Five minutes later: “We should have turned back there,” my husband quietly says.
“Now we’ll be late.”
Maybe these conversations only happen between my husband and me. They are even more challenging when you KNOW you are right but the other person insists THEY are right. What to do?
This is the situation Pilate finds himself in. No less than three times, he has told the growing crowd that he finds no reason to have Jesus killed. (Interesting that he has said this three times. Note to self: remember this on Easter morning when something else happens for three days.)
Pilate finds himself in a tug-of-war within himself. He has not established the minimum grounds to have Jesus killed. In Matthew’s Gospel, his wife even pleads with him: “Don’t have anything to do with that innocent man, for I have suffered a great deal today in a dream because of him.” (Matthew 27:19) What is he to do? Go with his gut and his wife’s input and risk loosing his governorship because he appears weak? Or side with the crowd and pacify them?

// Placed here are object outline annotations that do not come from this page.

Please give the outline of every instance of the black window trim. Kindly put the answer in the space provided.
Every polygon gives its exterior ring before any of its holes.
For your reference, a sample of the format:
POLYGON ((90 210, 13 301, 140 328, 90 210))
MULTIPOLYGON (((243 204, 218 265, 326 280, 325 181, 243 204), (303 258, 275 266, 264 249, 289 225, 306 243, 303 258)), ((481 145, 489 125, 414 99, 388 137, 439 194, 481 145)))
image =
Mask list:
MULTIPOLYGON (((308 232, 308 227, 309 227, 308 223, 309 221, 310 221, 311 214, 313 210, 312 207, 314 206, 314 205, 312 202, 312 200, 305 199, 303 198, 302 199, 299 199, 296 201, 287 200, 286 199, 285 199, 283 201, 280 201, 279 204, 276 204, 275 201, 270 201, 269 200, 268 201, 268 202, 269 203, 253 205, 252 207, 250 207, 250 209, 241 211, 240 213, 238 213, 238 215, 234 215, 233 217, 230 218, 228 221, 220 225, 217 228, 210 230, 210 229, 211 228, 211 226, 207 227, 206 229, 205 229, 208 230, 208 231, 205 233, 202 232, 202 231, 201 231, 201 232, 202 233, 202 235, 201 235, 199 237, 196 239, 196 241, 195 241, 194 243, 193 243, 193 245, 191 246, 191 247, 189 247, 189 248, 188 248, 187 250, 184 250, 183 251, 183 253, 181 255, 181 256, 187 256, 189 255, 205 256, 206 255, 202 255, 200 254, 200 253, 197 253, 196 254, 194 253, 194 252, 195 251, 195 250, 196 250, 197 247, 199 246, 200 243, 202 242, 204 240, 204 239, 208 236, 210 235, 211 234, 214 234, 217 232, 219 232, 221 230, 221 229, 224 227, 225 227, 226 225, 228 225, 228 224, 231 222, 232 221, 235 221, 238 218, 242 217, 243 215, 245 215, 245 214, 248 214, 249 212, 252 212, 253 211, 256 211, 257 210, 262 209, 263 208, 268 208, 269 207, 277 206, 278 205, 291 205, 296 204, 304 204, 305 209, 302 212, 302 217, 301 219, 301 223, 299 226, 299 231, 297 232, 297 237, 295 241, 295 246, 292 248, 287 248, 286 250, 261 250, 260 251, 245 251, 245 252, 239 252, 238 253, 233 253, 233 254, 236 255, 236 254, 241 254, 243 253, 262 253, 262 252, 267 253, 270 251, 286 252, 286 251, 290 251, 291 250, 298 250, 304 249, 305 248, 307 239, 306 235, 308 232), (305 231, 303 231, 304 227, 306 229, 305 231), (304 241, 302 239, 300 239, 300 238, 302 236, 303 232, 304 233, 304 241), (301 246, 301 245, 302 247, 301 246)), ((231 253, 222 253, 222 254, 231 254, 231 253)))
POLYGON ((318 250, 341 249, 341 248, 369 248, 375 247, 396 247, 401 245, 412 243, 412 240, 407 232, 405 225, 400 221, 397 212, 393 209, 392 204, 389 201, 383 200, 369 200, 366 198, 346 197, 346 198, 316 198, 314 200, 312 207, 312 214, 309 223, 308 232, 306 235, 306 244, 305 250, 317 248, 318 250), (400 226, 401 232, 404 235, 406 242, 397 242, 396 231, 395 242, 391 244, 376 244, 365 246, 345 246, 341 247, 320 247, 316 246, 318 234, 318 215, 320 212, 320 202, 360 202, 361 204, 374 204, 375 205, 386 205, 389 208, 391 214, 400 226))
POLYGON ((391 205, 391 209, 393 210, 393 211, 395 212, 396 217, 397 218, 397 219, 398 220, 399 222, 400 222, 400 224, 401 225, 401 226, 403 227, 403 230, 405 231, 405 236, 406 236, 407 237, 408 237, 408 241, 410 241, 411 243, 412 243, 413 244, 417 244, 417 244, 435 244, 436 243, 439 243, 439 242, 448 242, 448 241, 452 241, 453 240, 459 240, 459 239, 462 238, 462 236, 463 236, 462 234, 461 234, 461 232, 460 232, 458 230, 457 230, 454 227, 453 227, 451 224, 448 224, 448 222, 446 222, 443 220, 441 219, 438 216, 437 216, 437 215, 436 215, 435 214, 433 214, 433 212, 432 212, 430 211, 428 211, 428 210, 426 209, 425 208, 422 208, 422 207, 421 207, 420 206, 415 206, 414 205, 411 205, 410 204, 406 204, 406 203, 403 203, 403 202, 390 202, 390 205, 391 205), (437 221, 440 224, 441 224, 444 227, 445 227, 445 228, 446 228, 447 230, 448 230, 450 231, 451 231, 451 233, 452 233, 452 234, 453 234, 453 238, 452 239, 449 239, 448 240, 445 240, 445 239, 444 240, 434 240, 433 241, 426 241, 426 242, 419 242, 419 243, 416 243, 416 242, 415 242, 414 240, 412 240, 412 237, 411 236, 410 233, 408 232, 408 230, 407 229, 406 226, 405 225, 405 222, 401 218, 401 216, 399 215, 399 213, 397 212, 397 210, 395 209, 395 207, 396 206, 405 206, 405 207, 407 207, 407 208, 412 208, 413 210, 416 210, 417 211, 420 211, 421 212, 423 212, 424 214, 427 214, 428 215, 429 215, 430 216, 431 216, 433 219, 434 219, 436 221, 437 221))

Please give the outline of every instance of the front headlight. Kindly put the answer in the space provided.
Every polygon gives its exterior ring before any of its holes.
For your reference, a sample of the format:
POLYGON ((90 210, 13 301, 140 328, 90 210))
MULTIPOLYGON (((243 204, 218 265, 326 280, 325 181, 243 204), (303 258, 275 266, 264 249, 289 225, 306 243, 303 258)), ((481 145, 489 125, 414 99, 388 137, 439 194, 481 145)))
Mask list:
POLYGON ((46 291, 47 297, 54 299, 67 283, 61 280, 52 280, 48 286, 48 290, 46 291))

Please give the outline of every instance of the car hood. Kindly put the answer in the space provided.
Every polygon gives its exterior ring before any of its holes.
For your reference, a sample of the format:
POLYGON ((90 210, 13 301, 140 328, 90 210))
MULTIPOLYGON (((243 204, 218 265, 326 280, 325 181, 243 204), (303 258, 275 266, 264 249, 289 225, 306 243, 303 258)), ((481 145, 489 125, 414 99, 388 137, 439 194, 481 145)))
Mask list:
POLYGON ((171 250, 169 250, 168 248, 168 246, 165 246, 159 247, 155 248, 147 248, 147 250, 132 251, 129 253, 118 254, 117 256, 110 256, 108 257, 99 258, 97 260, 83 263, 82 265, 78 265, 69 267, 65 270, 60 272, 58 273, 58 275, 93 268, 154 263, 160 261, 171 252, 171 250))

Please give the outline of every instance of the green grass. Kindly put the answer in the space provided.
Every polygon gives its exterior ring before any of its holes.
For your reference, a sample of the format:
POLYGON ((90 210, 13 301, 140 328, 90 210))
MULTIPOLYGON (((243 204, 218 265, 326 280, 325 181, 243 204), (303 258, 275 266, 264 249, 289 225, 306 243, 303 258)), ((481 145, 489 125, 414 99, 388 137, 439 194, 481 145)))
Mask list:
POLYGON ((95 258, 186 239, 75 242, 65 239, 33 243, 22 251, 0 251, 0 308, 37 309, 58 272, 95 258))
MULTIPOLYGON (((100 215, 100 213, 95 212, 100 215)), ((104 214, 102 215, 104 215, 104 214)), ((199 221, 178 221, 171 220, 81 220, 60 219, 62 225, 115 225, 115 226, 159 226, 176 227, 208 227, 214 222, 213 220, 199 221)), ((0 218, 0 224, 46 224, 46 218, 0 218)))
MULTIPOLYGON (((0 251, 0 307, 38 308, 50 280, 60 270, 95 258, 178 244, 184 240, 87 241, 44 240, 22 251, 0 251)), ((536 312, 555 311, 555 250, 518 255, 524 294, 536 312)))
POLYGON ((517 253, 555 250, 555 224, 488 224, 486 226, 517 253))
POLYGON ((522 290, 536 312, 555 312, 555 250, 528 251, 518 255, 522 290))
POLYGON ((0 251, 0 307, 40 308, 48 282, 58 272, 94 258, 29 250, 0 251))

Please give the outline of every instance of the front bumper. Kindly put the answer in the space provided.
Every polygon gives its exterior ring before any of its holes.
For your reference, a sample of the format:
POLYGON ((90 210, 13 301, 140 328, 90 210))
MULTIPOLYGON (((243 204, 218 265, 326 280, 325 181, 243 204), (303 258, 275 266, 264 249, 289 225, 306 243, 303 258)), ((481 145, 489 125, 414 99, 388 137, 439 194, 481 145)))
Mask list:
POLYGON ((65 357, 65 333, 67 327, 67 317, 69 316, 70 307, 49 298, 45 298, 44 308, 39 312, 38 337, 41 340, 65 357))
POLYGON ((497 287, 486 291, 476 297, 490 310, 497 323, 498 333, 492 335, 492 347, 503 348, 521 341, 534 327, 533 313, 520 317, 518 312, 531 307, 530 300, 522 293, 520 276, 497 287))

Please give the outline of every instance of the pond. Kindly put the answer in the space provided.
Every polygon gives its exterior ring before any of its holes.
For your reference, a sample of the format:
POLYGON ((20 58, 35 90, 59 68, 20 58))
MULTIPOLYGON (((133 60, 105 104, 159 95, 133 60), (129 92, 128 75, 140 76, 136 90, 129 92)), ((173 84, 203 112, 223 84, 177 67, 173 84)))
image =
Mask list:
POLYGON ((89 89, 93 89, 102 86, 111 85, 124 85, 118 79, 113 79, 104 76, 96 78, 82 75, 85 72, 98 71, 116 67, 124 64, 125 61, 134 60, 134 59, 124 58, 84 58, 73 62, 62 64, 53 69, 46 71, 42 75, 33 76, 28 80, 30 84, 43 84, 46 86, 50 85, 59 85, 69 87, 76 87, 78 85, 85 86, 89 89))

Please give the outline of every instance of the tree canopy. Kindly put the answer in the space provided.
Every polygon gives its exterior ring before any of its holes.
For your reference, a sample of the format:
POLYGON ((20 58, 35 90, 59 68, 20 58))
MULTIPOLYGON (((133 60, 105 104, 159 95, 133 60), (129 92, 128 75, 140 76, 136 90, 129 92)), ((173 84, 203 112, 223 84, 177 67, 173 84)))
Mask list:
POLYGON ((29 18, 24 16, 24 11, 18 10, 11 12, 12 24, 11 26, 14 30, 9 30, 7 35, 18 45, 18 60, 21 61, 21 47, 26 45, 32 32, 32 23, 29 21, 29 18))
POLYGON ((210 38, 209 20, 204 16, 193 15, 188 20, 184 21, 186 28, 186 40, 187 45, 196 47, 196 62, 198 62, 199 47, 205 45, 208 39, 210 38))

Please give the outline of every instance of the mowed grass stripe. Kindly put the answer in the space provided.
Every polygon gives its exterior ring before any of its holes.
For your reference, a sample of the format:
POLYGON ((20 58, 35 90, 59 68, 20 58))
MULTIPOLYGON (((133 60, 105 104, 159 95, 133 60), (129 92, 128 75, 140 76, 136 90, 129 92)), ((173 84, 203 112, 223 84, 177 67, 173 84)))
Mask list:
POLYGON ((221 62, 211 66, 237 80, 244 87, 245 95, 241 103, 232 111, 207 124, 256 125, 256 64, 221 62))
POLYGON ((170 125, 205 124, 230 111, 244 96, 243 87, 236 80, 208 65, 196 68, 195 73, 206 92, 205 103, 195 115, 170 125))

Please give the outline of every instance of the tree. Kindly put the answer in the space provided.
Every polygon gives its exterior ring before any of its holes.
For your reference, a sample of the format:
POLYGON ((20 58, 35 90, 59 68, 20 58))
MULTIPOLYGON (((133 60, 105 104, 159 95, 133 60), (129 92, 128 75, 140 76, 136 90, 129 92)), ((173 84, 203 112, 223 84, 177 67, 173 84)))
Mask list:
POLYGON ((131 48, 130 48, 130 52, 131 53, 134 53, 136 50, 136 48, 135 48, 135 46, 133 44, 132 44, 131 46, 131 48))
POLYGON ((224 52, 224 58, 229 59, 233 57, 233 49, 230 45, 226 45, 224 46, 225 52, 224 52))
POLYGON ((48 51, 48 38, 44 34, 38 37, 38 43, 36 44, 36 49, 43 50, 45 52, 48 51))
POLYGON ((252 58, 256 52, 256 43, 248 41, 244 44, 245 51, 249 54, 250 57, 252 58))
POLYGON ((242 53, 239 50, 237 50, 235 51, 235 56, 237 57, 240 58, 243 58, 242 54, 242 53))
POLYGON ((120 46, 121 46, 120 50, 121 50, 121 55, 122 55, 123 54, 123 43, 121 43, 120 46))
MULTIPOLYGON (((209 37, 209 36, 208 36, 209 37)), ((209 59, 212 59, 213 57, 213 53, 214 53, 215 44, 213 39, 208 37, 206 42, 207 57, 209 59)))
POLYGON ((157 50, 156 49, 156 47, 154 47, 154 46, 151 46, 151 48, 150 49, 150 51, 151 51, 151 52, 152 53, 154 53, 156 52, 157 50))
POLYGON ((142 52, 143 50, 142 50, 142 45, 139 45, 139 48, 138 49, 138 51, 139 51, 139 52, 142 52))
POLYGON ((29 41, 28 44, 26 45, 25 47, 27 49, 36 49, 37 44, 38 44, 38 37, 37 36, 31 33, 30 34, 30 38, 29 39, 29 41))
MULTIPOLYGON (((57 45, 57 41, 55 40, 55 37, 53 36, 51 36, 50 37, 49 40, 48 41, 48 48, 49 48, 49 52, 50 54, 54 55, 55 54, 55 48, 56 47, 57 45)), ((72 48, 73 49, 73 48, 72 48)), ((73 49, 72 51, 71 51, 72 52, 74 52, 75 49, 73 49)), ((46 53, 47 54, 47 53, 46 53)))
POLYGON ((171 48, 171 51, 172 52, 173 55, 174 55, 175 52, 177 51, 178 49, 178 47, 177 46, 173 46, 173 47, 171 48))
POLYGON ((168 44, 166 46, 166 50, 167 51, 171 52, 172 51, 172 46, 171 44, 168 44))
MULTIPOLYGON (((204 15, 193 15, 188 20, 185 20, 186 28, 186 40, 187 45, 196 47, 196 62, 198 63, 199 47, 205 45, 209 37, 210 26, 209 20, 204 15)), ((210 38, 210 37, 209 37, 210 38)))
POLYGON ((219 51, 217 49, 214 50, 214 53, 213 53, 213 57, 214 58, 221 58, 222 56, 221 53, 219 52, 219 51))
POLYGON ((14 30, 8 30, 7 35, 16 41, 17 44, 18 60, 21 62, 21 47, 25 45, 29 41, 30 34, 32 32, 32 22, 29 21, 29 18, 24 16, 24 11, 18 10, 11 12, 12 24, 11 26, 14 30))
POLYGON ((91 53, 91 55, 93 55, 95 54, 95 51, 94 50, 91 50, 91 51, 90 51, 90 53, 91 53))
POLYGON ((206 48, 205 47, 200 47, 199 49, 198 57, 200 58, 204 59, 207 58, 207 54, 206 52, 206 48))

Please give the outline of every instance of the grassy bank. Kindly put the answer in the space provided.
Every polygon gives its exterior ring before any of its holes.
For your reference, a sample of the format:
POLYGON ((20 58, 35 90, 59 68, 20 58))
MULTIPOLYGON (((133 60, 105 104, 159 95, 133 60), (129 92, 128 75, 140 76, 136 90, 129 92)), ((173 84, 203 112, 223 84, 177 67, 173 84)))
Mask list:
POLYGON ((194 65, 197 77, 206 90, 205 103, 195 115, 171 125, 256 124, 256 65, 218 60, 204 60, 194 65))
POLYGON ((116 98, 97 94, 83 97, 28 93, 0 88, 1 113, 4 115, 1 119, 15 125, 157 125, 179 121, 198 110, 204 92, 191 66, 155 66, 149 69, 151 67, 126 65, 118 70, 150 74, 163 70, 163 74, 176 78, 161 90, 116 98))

We’ll discover soon that Pilate has learned the art of carefully picking and choosing his battles. If you are a spouse, a parent, a sibling, have co-workers or work with volunteers, you’ve also been faced with this choice. When do you continue with your plan, ideas or suggestions – even when you know they are right or better – than what the consensus of the group feels? Of course, we know these situations must be dealt with case-by-case. And who is on the other side makes a huge difference also. Where to turn is not the same as a huge financial decision. What restaurant to eat at is not the same as how to celebrate family holidays. Being late is not the same as whether a man lives or dies.
It’s much easier for us to know what the right thing to do us because we know how the story ends. This one decision forever changed Pilate’s life. Some decisions we make will forever change our lives. I pray that when we are making those decisions, we’ll seek guidance in figuring out who is right.
Let us pray: Lead me, Lord. Lead me in Your righteousness. Make Your way plain before my face. Amen.